Frankenstein45.Com – 08 Mei 2026 | Saham PT Bank Rakyat Indonesia (Persero) Tbk (BBRI) terus menunjukkan performa mengesankan pada pekan pertama Mei 2026. Harga saham naik secara berkelanjutan selama lima hari berturut‑turut, mencatat level tertinggi baru di sekitar Rp3.340 per lembar. Lonjakan ini dipicu oleh sentimen positif seputar distribusi dividen final tahun buku 2025 yang dijadwalkan dibayarkan pada 8 Mei 2026.
Latar Belakang Pembayaran Dividen
Rapat Umum Pemegang Saham Tahunan (RUPST) yang digelar pada 10 April 2026 memutuskan pembagian dividen tunai sebesar Rp52,10 triliun atau setara Rp346 per saham. Jumlah ini meliputi dividen interim sebesar Rp20,63 triliun (Rp137 per saham) yang telah dibayarkan pada 15 Januari 2026. Sisa dividen final sebesar Rp31,47 triliun (Rp209 per saham) dijadwalkan cair pada 8 Mei 2026, tepat pada hari Jumat.
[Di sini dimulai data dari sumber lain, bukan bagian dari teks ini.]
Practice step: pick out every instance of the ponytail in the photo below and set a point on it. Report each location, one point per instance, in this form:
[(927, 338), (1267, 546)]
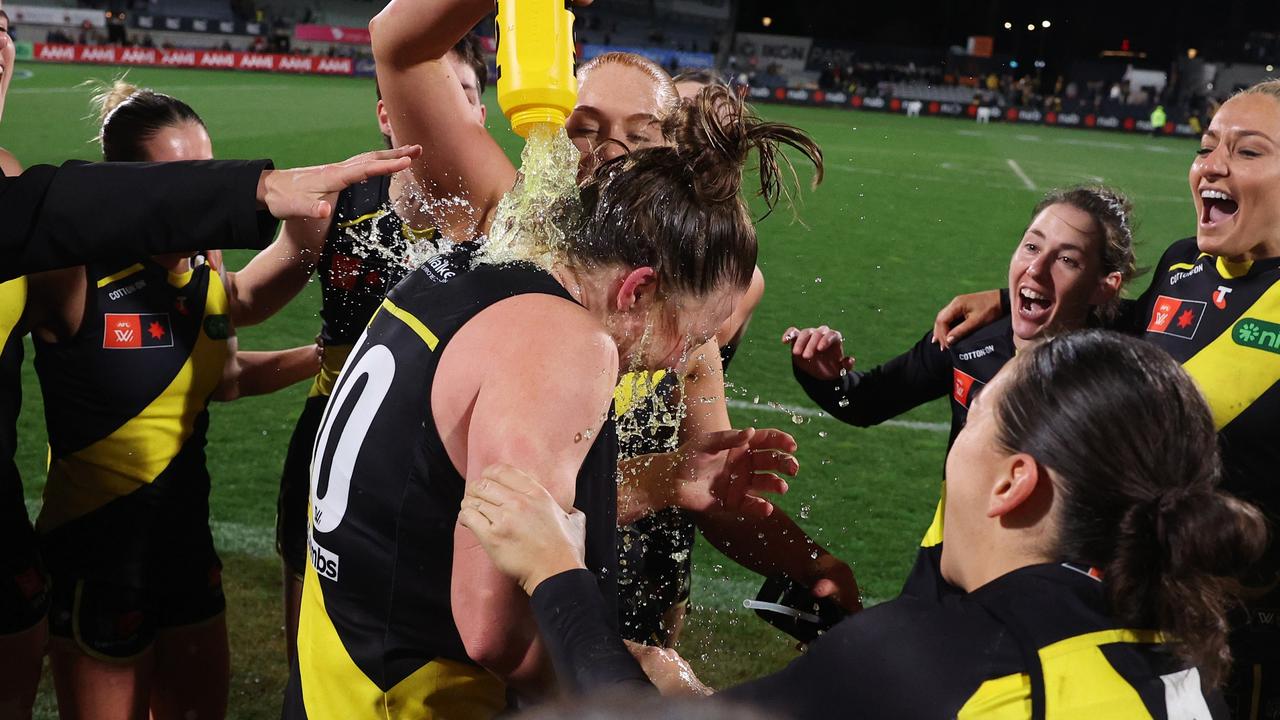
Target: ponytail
[(1133, 454)]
Detail Pembayaran dan Jadwal
Berikut rangkuman jadwal penting terkait dividen BRI tahun buku 2025:
| Keterangan | Tanggal |
|---|---|
| RUPST | 10 April 2026 |
| Dividen Interim Dibayar | 15 Januari 2026 |
| Record Date (DPS) | 22 April 2026 |
| Cum Date | 20 April 2026 |
| Ex‑Dividen | 21 April 2026 |
| Dividen Final Cair | 8 Mei 2026 |
Para pemegang saham yang terdaftar pada tanggal 22 April 2026 berhak menerima Rp209 per saham. Corporate Secretary BRI, Dhanny, menegaskan bahwa kebijakan ini mempertahankan keseimbangan antara nilai tambah bagi pemegang saham dan penguatan struktur permodalan.
Pengaruh Terhadap Harga Saham
Data perdagangan menunjukkan volume tinggi, yakni sekitar 167,17 juta lembar saham dengan nilai transaksi mencapai Rp555,5 miliar dalam setengah hari pertama. Investor asing menjadi motor penggerak utama, mencatat aksi beli bersih sebesar Rp113,9 miliar. Kenaikan harga 1,21 % pada sesi pembukaan menegaskan kepercayaan pasar terhadap fundamental BRI yang kuat, terutama kontribusi segmen UMKM dan percepatan transformasi digital.
Pandangan Manajemen dan Prospek Ke Depan
Direktur Utama BRI, Hery Gunardi, menyatakan bahwa dividen final mencerminkan komitmen perusahaan dalam memberikan imbal hasil optimal bagi pemegang saham. Ia menambahkan bahwa laba bersih konsolidasian yang dapat diatribusikan kepada entitas induk untuk tahun buku 2025 mencapai Rp56,65 triliun, mendukung kebijakan dividen yang berkelanjutan.
Selain itu, stabilitas nilai tukar Rupiah menjadi faktor penunjang sentimen positif. Analis Maybank Sekuritas menilai bahwa keberlanjutan kebijakan dividen dan posisi BRI sebagai bank dengan jaringan luas di sektor UMKM memperkuat ekspektasi pertumbuhan laba di masa mendatang.
Secara keseluruhan, kombinasi pembayaran dividen yang signifikan, kinerja keuangan yang solid, serta dukungan kebijakan moneter yang kondusif menciptakan lingkungan yang menguntungkan bagi investor. BRI diproyeksikan akan terus menjadi pilihan utama bagi investor institusional maupun ritel yang mencari stabilitas dan potensi apresiasi harga saham.
Dengan dividen final Rp31,47 triliun yang akan dibayarkan pada 8 Mei 2026, BRI tidak hanya menegaskan komitmen terhadap pemegang saham, tetapi juga memperkuat persepsi pasar akan daya tahan dan profitabilitas bank milik negara ini dalam jangka panjang.